Durant les 140 secondes imparties aux réalisateurs, la comédienne Elodie Varlet passe donc sans complexe du trentenaire qui s'imagine déjà "partir loin d'ici et avoir des enfants", au barbu intellectuel qui expose sans retenue sa vision de l'exposition, en passant par le bodybuildé en débardeur censé la soutenir durant son cours de sport. Quitte à briser quelques coeurs au passage.

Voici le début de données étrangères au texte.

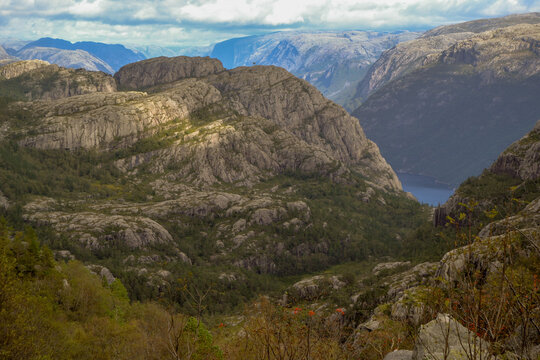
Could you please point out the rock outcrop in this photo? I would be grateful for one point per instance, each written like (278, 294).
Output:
(475, 95)
(4, 203)
(446, 339)
(235, 126)
(411, 55)
(161, 70)
(522, 159)
(20, 67)
(403, 59)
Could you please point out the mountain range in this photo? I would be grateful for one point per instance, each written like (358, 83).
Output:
(436, 100)
(183, 207)
(332, 61)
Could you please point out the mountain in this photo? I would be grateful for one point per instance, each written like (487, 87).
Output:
(66, 58)
(411, 55)
(115, 55)
(4, 55)
(192, 168)
(475, 97)
(332, 61)
(37, 79)
(151, 51)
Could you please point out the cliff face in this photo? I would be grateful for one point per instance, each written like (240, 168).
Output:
(66, 58)
(36, 79)
(522, 159)
(477, 96)
(244, 151)
(411, 55)
(254, 120)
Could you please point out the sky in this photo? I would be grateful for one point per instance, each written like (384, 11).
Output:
(203, 22)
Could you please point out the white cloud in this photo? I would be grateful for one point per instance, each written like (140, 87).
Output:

Pourtant, lorsque la mère de la protagoniste s'impatiente de rencontrer le "chéri" de sa fille le soir même, le choix s'avère délicat. Le dernier homme "disponible à la location" sur la borne la plus proche est, à l'image du dernier Vélib', embarqué par quelqu'un d'autre sous les yeux de la jeune fille. La laissant désemparée. Cette dernière va donc devoir se rabattre sur un type au crâne rasé, tatoué et vraisemblablement plus amateur de soirées beauf que de dîners familiaux. La mère appréciera l'éructation de ce dernier à la fin du repas. Un court-métrage comique qui laisse transparaître un sujet qui l'est moins : la consommation à outrance des relations humaines à l'ère des sites de rencontres.